I found a birds of a feather fellow suitcase-skeptic when reviewing the splendid presentation “Best Practices for Using Machine Learning in Business in 2018” by data scientist Sziárd Pafka. Pafka teased his readers with a prez subtitle “Deeper than Deep Learning”, complaining that today’s AI is pretty much yesterday’s ML and that deep learning is overkill for many business prediction applications.  “No doubt, deep learning has had great success in computer vision, some success in sequence modeling (time series/text), and (combined with reinforcement learning) fantastic results in virtual environments such as playing games……However, in most problems with tabular/structured data (mix of numeric and categorical variables) as most often encountered in business problems, deep learning usually cannot match the predictive accuracy of tree-based ensembles such as random forests or boosting/GBMs.” And of course deep learning models are generally a good deal more cumbersome to work with than gradient boosting ensembles.
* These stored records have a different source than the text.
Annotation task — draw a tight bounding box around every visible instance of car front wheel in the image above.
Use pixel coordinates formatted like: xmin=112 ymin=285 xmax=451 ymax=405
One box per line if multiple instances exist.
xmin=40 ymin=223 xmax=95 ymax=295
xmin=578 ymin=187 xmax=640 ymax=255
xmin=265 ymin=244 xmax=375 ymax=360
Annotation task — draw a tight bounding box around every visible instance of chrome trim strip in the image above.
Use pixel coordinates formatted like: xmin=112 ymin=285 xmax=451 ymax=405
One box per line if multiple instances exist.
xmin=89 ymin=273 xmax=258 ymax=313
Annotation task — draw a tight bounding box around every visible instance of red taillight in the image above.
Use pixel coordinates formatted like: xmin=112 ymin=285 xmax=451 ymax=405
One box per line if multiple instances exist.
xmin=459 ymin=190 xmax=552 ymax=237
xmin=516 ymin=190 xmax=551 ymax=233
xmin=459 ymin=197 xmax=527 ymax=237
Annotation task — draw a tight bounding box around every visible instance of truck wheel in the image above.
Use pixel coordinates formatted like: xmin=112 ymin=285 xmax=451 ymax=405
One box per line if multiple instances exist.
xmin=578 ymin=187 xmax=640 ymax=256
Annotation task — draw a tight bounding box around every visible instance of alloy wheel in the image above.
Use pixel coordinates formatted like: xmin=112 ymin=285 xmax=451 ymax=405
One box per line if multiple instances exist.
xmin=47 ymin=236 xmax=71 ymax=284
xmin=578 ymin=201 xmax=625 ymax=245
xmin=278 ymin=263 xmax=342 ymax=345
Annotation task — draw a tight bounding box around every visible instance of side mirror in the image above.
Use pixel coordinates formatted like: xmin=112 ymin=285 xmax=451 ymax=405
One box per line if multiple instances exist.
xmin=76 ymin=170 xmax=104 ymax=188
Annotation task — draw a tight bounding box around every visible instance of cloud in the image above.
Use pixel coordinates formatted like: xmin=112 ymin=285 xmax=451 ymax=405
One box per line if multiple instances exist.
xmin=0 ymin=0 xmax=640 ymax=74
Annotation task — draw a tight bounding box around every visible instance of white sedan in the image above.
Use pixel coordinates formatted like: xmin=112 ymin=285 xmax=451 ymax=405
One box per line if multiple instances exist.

So Pafka is a suitcase-skeptic with deep learning for  traditional business ML uses, preferring a 95% ensemble solution to most challenges.  He also promotes open source and multi-language (R and Python) packages such as H2O and xgboost as ML cornerstones. “The best open source tools are on par or better in features and performance compared to the commercial tools, so unlike 10+ years ago when a majority of people used various expensive tool, nowadays open source rules.”

Count Pafka as a skeptic for distributed analytics as well. It’s not that analytics clusters have no value; it’s just that they’re oftentimes needlessly deployed. I couldn’t make the argument better than Szilard: ‘And the good news is that you most likely don’t need distributed “Big Data” ML tools. Even if you have Terabytes of raw data (e.g. user clicks) after you prepare/refine your data for ML (e.g. user behavior features) your model matrix is much smaller and will fit in RAM.’  He cites Netflix’s neural net library Vectorflow, “an efficient solution in a single machine setting, lowering iteration time of modeling without sacrificing the scalability for small to medium size problems (100 M rows).” To be sure, there are many instances for which distributed/cluster computing for analytics is the best and perhaps only choice. The suitcase-skeptic, though, opts for the 95% case, planning for, but saving, distributed solutions for when they’re necessary.

I’ve had many discussions with companies deploying analytics about batch or real-time data loading and model scoring. Out of the gate, most will claim that real-time updates are sine qua non – that is,  until they understand the complexity and cost of that approach. They then often comprimise to small windows of hours or even minutes for batch updates. Pafka is a suitcase-skeptic here too. “Batch scoring is usually simpler to do. I think batch scoring is perfectly fine if you don’t need real-time scoring/ you don’t do real-time decisions. Batch can be daily, hourly, every 5 minutes if you want. You can use the same ML lib as for training from R or python.”  Again, adopt the simpler 95% strategy and save the biggest solutions for when they’s really needed.

I’d recommend readers consume Pafka’s best practices enthusiastically. I also think the suitcase-skeptic approach is the right one for companies getting started with analytics and learning as they go. Plan for the 100% solution down the road while implementing the 95% case that can deliver results immediately. I suspect Data Science luminary Sziárd Pafka would agree.